As for a review/update on what these companies do and why we like them… Core Laboratories provides reservoir description/management services and production enhancement services primarily to the oil and gas industry. Needless to say, CLB’s has been hit hard by crude’s freefall; however, 1) CLB dominates its markets (and as a result, earns more than 20% operating margins in better times); 2) has no debt and a sizable cash position; and 3) is somewhat of a secular growth story because it helps maximize well output/efficiency.

Mesa Laboratories has two businesses: instrumentation and biological indicators. The instrumentation business includes a variety of highly-niche equipment, such as torque testers, calibrators for dialysis machines and continuous monitoring devices (for controlled environments such as cryogenic storage). Biological indicators look like litmus test strips and are used by manufacturers to ensure sterile production environments. Like CLB, MLAB dominates its niches and earns more than 20% operating margins and returns on capital. Besides just owning good businesses/products, MLAB benefits from increased process/quality control regulations. The management team also has a solid track record of consolidating peripheral niche companies/markets under one umbrella.

Colfax is a company we have had our eyes on for a few years now. Until recently though, we always thought investors’ expectations for the company were too high. The reason expectations have come down in the past year or so is that one half of CFX’s business revolves around selling equipment to downstream oil and gas, chemical and other process facilities, and the other half entails selling welding equipment and consumables to industrial end markets. In other words, CFX’s end-market environment has been pretty awful. That said, we think CFX is managing through the cyclical headwinds as best as possible, and longer-term, we expect the company’s largest shareholders (the Rales brothers) and management team to repeat the roll-up strategy they perfected at industrial dynamo Danaher (DHR).

Masonite, as mentioned, is a stock we owned in the past and made a nice return on, but investors’ expectations got too high, so we sold the position and waited for a better re-entry point. Thankfully, the stock has pulled back significantly in recent months (from about $70 in July 2015 to about $45 currently). In our view, what has haunted DOOR recently is the same thing that haunted another long of ours, Eagle Materials (EXP)— investor fears of a slowdown in residential construction and a loss of pricing power. In both cases, we think the residential construction backdrop remains very favorable (home starts are still well below historical norms), and while pricing may not be as strong as people once hoped, the trend is still upward and the operating leverage to be provided by that pricing remains attractive.

Last but not least on the new longs list is Materion. As mentioned, we have trafficked in MTRN shares many times in the past, and to be honest, it has usually been on the short side.

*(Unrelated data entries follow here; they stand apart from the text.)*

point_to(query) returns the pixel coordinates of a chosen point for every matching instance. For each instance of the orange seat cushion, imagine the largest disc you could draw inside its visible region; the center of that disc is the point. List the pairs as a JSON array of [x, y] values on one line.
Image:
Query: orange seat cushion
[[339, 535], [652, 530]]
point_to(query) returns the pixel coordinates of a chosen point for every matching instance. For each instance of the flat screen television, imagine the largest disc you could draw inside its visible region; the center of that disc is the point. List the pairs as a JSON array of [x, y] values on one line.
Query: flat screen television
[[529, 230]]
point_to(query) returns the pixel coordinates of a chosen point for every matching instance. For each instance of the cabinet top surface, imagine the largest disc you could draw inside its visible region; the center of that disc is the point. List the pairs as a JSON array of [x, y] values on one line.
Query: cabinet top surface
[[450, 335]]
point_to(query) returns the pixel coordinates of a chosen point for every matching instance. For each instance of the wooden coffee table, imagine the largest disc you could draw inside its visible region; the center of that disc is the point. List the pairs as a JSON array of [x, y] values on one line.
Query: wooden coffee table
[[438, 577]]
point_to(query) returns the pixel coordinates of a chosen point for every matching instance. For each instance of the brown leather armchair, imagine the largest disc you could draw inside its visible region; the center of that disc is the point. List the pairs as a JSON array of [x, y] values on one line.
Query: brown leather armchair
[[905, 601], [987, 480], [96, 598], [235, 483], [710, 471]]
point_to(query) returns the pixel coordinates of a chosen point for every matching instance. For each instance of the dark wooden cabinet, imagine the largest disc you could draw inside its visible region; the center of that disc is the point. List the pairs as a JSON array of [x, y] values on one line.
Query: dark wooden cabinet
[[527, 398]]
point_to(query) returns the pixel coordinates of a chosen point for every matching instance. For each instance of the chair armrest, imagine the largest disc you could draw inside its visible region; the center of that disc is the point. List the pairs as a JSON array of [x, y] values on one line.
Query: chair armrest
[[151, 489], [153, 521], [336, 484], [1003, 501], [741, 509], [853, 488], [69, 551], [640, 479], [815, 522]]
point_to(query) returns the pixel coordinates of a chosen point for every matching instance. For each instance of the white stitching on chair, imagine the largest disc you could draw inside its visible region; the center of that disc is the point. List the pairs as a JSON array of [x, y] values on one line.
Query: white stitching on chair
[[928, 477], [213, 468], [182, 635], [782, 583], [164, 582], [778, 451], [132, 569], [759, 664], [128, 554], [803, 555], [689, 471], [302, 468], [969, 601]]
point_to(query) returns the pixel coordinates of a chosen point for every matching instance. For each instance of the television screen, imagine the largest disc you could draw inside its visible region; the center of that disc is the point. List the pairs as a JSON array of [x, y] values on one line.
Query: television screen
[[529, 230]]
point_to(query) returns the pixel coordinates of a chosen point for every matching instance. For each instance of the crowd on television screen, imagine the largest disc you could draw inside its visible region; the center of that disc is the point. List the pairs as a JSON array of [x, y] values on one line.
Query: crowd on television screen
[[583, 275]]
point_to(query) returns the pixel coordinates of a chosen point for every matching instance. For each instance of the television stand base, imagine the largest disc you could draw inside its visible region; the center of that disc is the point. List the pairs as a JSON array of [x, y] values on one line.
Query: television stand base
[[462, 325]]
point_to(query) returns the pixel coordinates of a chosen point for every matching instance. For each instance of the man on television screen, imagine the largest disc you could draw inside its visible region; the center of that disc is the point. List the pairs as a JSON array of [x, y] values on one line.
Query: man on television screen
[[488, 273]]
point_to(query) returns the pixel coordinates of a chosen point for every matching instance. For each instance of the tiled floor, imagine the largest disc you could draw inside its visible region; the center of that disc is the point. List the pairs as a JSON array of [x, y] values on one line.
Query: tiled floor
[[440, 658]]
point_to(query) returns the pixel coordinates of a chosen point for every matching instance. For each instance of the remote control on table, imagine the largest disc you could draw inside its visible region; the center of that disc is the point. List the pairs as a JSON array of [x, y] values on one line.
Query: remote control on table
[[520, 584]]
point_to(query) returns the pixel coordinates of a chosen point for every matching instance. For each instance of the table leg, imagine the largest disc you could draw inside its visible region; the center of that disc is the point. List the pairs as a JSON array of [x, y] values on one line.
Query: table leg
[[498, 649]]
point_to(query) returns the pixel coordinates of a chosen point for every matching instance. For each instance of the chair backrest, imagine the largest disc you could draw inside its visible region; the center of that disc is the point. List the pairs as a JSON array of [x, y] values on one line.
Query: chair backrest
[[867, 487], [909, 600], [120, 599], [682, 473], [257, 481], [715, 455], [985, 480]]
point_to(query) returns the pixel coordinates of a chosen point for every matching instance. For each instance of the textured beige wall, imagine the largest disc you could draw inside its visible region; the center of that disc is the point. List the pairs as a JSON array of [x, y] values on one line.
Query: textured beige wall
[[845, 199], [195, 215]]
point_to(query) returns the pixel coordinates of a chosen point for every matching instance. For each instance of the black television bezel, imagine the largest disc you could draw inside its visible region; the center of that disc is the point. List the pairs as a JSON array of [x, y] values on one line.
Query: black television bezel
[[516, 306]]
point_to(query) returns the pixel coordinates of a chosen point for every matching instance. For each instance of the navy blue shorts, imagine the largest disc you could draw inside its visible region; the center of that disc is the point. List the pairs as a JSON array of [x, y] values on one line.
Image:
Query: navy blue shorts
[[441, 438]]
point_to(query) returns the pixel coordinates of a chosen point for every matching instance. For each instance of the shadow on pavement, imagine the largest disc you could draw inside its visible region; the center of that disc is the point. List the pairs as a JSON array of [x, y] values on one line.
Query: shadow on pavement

While we still would not describe Materion as a high-quality business, we think the stock’s decline (from $40 to the low-$20s in the past 10 months) is overdone and ignores the fact that the company’s higher-margin markets are doing well and/or are getting better— e.g., telecom equipment, auto and defense.

The only material long in December to fall off our list was Graham Corp. (GHM). Although we don’t think GHM’s fundamentals will get much worse (they sell heavy-duty capital equipment mostly to refiners and chemical facilities), we already have plenty of indirect exposure to the oil and gas market. We also worry that GHM, due its dependence on a strong capital spending environment, will be one of the last to rebound with oil and gas prices.